Interview: Madeleine Berre
How can Gabon improve its business climate and what positive legislative changes have been made?
MADELEINE BERRE: The business climate is not limited to the fiscal framework of exonerations proposed to investors. It is necessary to highlight that an investor faces three major problems: their arrival and that of their teams in the country; the creation of a commercial entity ( subsidiary or branch); and hiring employees. These points have to be included in any strategy for investing in Gabon and considered by the different actors, such as the Labour Ministry and immigration services.
For these reasons, the improvement of the business climate in Gabon has to involve:
• The implementation of an efficient framework to accompany investors with arriving in the country and visa acquisition times in order to facilitate organising business meetings in Gabon
• The thorough and effective evaluation of migration flows linked to the foreign workforce that is involved in large investment projects
• The creation of a 48-hour window within which formalities in company creation will be carried out; and
• The implementation of an arbitration centre capable of giving investors a flexible, efficient and rapid alternative to settling lawsuits, as opposed to facing backed-up judicial procedures All these steps must be carried out for long-lasting advancement in the business climate to be achieved.
What amendments to the Labour Code should be implemented to facilitate company creation?
BERRE: The impact of the Labour Code on the establishment of companies can be evaluated through the rules that govern foreign labour. The applicable texts on this point date back to 1968. Reforms accounting for the constraints of the labour market and available human resources should be initiated so that the social environment can endow itself with regulation that is flexible, modern and respectful of the employability of the national workforce. The need for expertise in some sectors, which necessitates higher workforce levels in certain areas, must also be taken into account.

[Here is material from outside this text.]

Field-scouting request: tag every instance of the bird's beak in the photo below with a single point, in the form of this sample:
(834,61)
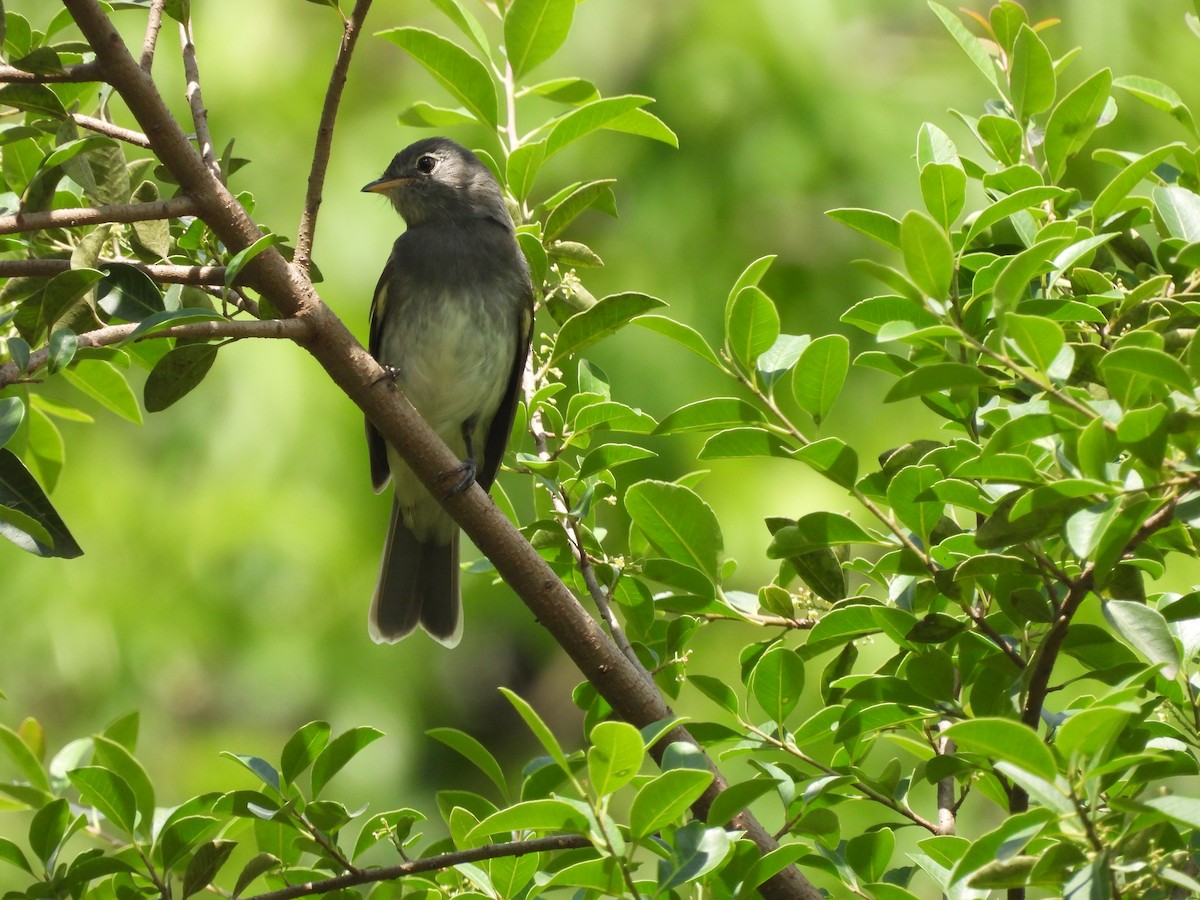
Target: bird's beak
(383,185)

Which specific fiscal measures could encourage increased levels of savings?
BALESME: The implementation of savings products backed by an attractive fiscal framework — such as the total or partial exoneration of the income tax on mobile capital (20% for individuals and 15% for companies) relating to interest or revenue from non-fixed investments. This measure could be combined with the development of retirement savings products in Gabon or the African Financial Community, allowing employers and employees to remit funds on banking insurance products. If this policy were then extended to housing savings products, it would have the double advantages of encouraging housing savings and widening access to real estate. Concerted action with banks should be carried out to encourage these mechanisms.
How has the public sector been reformed recently to improve the business climate?
BALESME: Several significant improvements have been made, such as the creation of decentralised tax centres that opened on April 2, 2012. There are two separate centres organised according to company size: the Tax Centre for Small Enterprises and Individuals and the Tax Centre for Medium Enterprises. The objective of both is to provide a more accessible service and develop service quality for the benefit of taxpayers.
The Accredited Management Centres project has also been initiated with the support of the Chamber of Commerce and the Union of Expert Accountants of Gabon, as both groups support improving the quality of accounting, financial information and fiscal declarations made by taxpayers, especially those statements made by small and medium-sized enterprises. Such initiatives should be taken by other sectors of the public administration, particularly by the Ministry of Labour in what concerns the granting of work authorisations.